Pour lire la défense du message « non moralisateur » véhiculé par le gouvernement dans cette campagne et salué par l’addictologue Stéphanie Ladel, c’est ici.

« Sur les six visuels, on se rend compte qu’il n’y en a qu’un seul qui vise à limiter la consommation » – et encore, le ministère ne l’a même pas publié sur sa page Twitter, contrairement à Santé Publique France. Les autres concernent la réduction des risques, mais le message n’est pas clair. Prenons celui qui incite à boire de l’eau si on consomme de l’alcool. Je ne l’ai pas compris, c’est extrêmement maladroit. Il a fallu que quelqu’un m’explique que c’était pour éviter la déshydratation. De fait, je crains qu’il véhicule une mauvaise compréhension parce que certaines personnes pensent qu’en buvant beaucoup d’eau, le niveau d’alcoolémie baisse – ce qui est évidemment faux.

Ensuite, celle qui encourage à « raccompagner [ses] potes s’ils ont trop bu » peut être bénéfique dans la réduction des risques, pour éviter un éventuel accident de voiture par exemple, mais le problème n’est pas là. Il fallait tout simplement éviter que le « pote » boive moins. Finalement, le message de cette campagne, c’est : « Surtout, continuez à boire. » C’est complètement banalisé. La campagne va peut-être permettre d’éviter un coma éthylique, mais le mal est déjà fait.

Le visuel qui conseille de « ne pas insister si [ses] potes ne veulent pas consommer » fait penser aux messages qu’on véhicule lors du Dry January, notamment sur la pression sociale et la capacité à savoir dire « non ». J’y suis favorable, mais il faut rappeler que cette opération est organisée par les associations et n’est pas financée par l’État parce que les lobbys de l’alcool s’y opposent. De fait, ça brouille le message parce qu'on se demande ce que cette idée de lutte contre la pression sociale fait parmi les autres qui ne font que prévenir des risques.

« Il n’y a pas de risque zéro »

Par ailleurs, sur la vidéo qui promeut le fait de « manger avant de boire de l’alcool », on voit des jeunes qui engloutissent un gros plat de pâtes mélangé à un pot entier de Ketchup. Et ensuite, ils vont picoler. Il ne manque plus qu’à faire une prise de sang pour mesurer la glycémie en fin de soirée. Certes, le fait de manger va ralentir l’assimilation de l'alcool, mais en termes de santé publique, c’est catastrophique. 

À ces adolescents, il faut leur expliquer les dangers de l’alcool. Il faut rappeler que le « binge drinking » [en français, « alcoolisation ponctuelle importante »], provoque des conséquences parfois irréversibles, surtout chez les jeunes, avec des impacts sur le cerveau, des difficultés de concentration, des pertes de mémoire temporaires…

Il n’y a pas de risque zéro, et le lobby de l’alcool fait tout pour qu’on ne le dise pas.

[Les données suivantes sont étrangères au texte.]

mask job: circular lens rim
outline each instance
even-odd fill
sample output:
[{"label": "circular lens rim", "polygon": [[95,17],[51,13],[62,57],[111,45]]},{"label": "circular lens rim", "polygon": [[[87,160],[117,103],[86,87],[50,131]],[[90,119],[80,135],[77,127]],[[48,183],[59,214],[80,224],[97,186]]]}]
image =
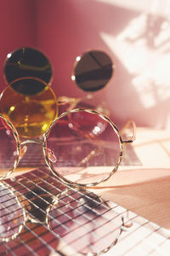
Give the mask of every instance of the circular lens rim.
[{"label": "circular lens rim", "polygon": [[[87,54],[90,53],[90,52],[100,52],[102,54],[105,54],[105,55],[107,55],[107,57],[110,60],[110,62],[112,63],[111,67],[112,67],[112,73],[111,73],[111,77],[110,78],[110,79],[108,80],[108,82],[105,84],[105,86],[103,86],[102,88],[94,90],[84,90],[82,89],[77,83],[76,80],[76,74],[75,74],[75,70],[78,65],[78,63],[81,61],[81,59]],[[110,85],[110,82],[112,81],[112,79],[115,77],[115,63],[113,62],[113,61],[111,60],[111,58],[110,57],[110,55],[105,53],[104,50],[100,50],[100,49],[89,49],[87,50],[85,52],[83,52],[82,55],[77,55],[76,58],[76,61],[73,64],[73,69],[72,69],[72,73],[71,73],[71,80],[77,85],[77,87],[82,90],[82,91],[85,91],[87,93],[95,93],[97,91],[100,91],[102,90],[104,90],[105,88],[106,88],[108,85]]]},{"label": "circular lens rim", "polygon": [[[69,113],[77,113],[77,112],[87,112],[87,113],[89,113],[99,115],[100,118],[102,118],[104,120],[105,120],[106,122],[108,122],[111,125],[113,131],[116,132],[116,136],[118,137],[118,140],[119,140],[120,154],[119,154],[119,158],[118,158],[118,160],[117,160],[117,164],[114,166],[113,170],[108,175],[106,175],[105,177],[101,178],[99,181],[91,183],[74,183],[74,182],[71,182],[71,181],[66,179],[65,177],[64,177],[60,174],[59,174],[54,170],[54,168],[53,168],[53,165],[52,165],[50,160],[48,159],[47,152],[46,152],[46,150],[48,148],[48,146],[47,146],[47,144],[48,144],[48,135],[50,133],[50,131],[52,130],[53,126],[61,118],[68,115]],[[48,128],[48,130],[46,131],[46,133],[43,134],[42,151],[43,151],[43,154],[44,154],[44,159],[45,159],[46,164],[48,165],[48,166],[49,167],[50,171],[52,172],[52,173],[54,176],[56,176],[58,178],[60,178],[60,180],[61,180],[65,183],[66,183],[68,185],[71,185],[71,186],[73,186],[73,187],[82,187],[82,188],[83,188],[83,187],[87,187],[87,188],[88,187],[88,188],[89,187],[94,187],[94,186],[96,186],[96,185],[98,185],[98,184],[99,184],[101,183],[104,183],[104,182],[107,181],[118,170],[118,167],[119,167],[119,166],[121,164],[121,161],[122,160],[122,149],[123,149],[123,142],[122,142],[122,139],[121,137],[121,135],[119,134],[119,131],[118,131],[117,127],[115,125],[115,124],[113,124],[113,122],[110,119],[109,117],[102,114],[101,113],[99,113],[99,112],[98,112],[96,110],[92,110],[92,109],[76,108],[76,109],[72,109],[71,111],[67,111],[67,112],[65,112],[65,113],[61,113],[60,116],[58,116],[53,121],[53,123],[51,124],[51,125]]]},{"label": "circular lens rim", "polygon": [[10,174],[12,174],[12,172],[17,167],[19,161],[20,161],[20,142],[18,132],[17,132],[16,129],[14,128],[14,126],[13,125],[12,122],[8,119],[8,118],[7,116],[5,116],[4,114],[2,114],[1,113],[0,113],[0,118],[2,118],[3,119],[3,121],[9,126],[9,128],[13,131],[13,135],[14,135],[14,137],[16,142],[16,152],[17,152],[13,168],[11,170],[9,170],[7,172],[7,174],[0,176],[0,181],[1,181],[1,180],[3,180],[4,178],[8,177]]},{"label": "circular lens rim", "polygon": [[[38,82],[41,82],[42,84],[44,84],[44,89],[43,89],[42,90],[41,90],[39,93],[37,93],[37,94],[26,95],[26,94],[22,94],[22,93],[18,92],[17,90],[15,90],[11,86],[11,84],[14,84],[14,83],[15,83],[16,81],[19,81],[19,80],[25,80],[25,79],[32,79],[32,80],[37,80],[37,81],[38,81]],[[2,93],[0,94],[0,102],[1,102],[2,97],[3,96],[3,95],[4,95],[4,93],[6,92],[7,90],[11,90],[14,91],[15,94],[18,94],[19,96],[23,96],[23,97],[24,97],[24,96],[25,96],[25,97],[26,97],[26,96],[28,96],[28,97],[31,97],[31,96],[32,96],[32,97],[33,97],[33,96],[38,96],[39,95],[41,95],[42,93],[43,93],[44,90],[49,90],[50,92],[51,92],[51,95],[53,95],[54,100],[54,102],[55,102],[55,105],[56,105],[54,119],[56,119],[56,117],[57,117],[58,114],[59,114],[59,105],[58,105],[58,99],[57,99],[57,96],[56,96],[56,95],[55,95],[55,93],[54,93],[54,90],[52,89],[52,87],[49,86],[48,84],[46,84],[43,80],[41,80],[41,79],[37,79],[37,78],[34,78],[34,77],[24,77],[24,78],[17,79],[15,79],[14,81],[13,81],[11,84],[9,84],[7,87],[5,87],[5,88],[3,89],[3,90]],[[1,103],[0,103],[0,105],[1,105]],[[1,111],[1,112],[2,112],[2,111]],[[5,115],[5,116],[7,116],[7,118],[8,118],[8,115],[7,115],[5,113],[3,112],[3,114]],[[8,118],[8,119],[9,119],[9,118]],[[11,123],[12,123],[12,122],[11,122]],[[15,128],[15,131],[16,131],[16,128]],[[45,133],[45,132],[46,132],[46,131],[44,131],[44,133]],[[19,133],[17,132],[17,134],[19,134]],[[39,135],[33,136],[32,137],[40,137],[40,136],[42,136],[42,135],[43,135],[43,134],[42,133],[42,134],[39,134]],[[31,137],[30,136],[26,136],[26,135],[20,135],[20,137],[27,137],[27,138]]]},{"label": "circular lens rim", "polygon": [[[5,74],[5,68],[6,68],[6,65],[8,63],[8,61],[9,60],[9,58],[14,55],[16,52],[21,50],[21,49],[31,49],[31,50],[33,50],[33,51],[37,51],[41,55],[42,55],[45,59],[47,59],[47,61],[48,61],[49,65],[50,65],[50,69],[51,69],[51,76],[50,76],[50,79],[48,79],[48,81],[45,81],[45,80],[42,80],[44,81],[45,83],[47,83],[49,86],[52,84],[53,83],[53,80],[54,80],[54,67],[52,66],[52,63],[50,61],[50,60],[48,59],[48,57],[47,56],[46,54],[44,54],[42,50],[40,50],[39,49],[37,49],[37,48],[33,48],[33,47],[29,47],[29,46],[26,46],[26,47],[20,47],[20,48],[18,48],[18,49],[14,49],[13,51],[9,52],[7,54],[7,56],[5,58],[5,61],[4,61],[4,63],[3,63],[3,79],[4,79],[4,81],[7,84],[11,84],[13,81],[18,79],[20,79],[20,78],[17,78],[17,79],[13,79],[13,81],[8,81],[8,79],[7,79],[7,76]],[[9,57],[8,57],[8,55],[10,55]],[[25,78],[25,77],[21,77],[21,78]],[[40,78],[37,78],[37,79],[40,79]]]}]

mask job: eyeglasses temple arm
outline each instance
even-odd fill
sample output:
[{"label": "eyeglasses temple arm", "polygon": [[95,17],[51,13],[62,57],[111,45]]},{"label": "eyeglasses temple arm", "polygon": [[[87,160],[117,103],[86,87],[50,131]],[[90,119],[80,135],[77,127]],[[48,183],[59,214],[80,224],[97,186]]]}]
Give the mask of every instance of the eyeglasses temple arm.
[{"label": "eyeglasses temple arm", "polygon": [[[127,134],[131,132],[131,136]],[[136,139],[136,125],[133,120],[128,120],[121,129],[120,135],[123,143],[132,143]]]}]

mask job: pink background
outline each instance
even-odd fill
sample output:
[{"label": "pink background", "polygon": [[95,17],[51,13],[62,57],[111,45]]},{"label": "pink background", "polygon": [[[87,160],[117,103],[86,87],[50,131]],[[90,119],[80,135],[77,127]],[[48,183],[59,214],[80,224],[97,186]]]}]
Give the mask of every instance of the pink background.
[{"label": "pink background", "polygon": [[[140,3],[141,2],[141,3]],[[170,129],[169,0],[0,1],[0,89],[5,57],[30,46],[54,67],[57,96],[85,95],[71,80],[75,59],[105,50],[116,65],[110,85],[96,94],[116,123]]]}]

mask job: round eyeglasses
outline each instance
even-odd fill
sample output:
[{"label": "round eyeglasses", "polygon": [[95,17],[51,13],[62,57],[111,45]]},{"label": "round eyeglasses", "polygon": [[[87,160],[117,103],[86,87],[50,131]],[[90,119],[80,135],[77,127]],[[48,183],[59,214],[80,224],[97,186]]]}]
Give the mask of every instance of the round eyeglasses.
[{"label": "round eyeglasses", "polygon": [[40,139],[20,137],[8,118],[0,114],[0,177],[8,176],[26,152],[27,143],[40,143],[47,166],[62,182],[73,186],[95,186],[109,179],[118,169],[123,145],[132,143],[133,135],[124,139],[112,121],[91,109],[63,113]]}]

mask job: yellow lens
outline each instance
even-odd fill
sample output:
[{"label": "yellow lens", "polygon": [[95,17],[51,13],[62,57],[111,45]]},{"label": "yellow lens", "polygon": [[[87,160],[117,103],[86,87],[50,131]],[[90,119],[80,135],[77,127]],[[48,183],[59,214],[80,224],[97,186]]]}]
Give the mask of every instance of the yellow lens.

Le risque de maladie augmente dès les premiers verres et les jeunes doivent le savoir. Ensuite, il faut leur montrer que plus on consomme tôt, plus les risques de développer une dépendance plus tard sont grands.

Ce sont ces messages qu'il faut relayer, et non pas le fait de manger des pâtes avant d’aller boire. Le gouvernement fait les choses à l'envers, c'est contre-productif. Si on en arrivait à ce stade, ça voudrait dire qu’on aurait déjà réglé tous les autres problèmes. Ce serait la cerise sur le gâteau. Avec cette campagne, on s’attaque aux quelques comas éthyliques alors que 49 000 personnes décèdent chaque année à cause de l'alcool. Sans compter les violences conjugales : plus d’une violence sur deux est liée à une surconsommation. Mais ça, on ne le dit pas, évidemment.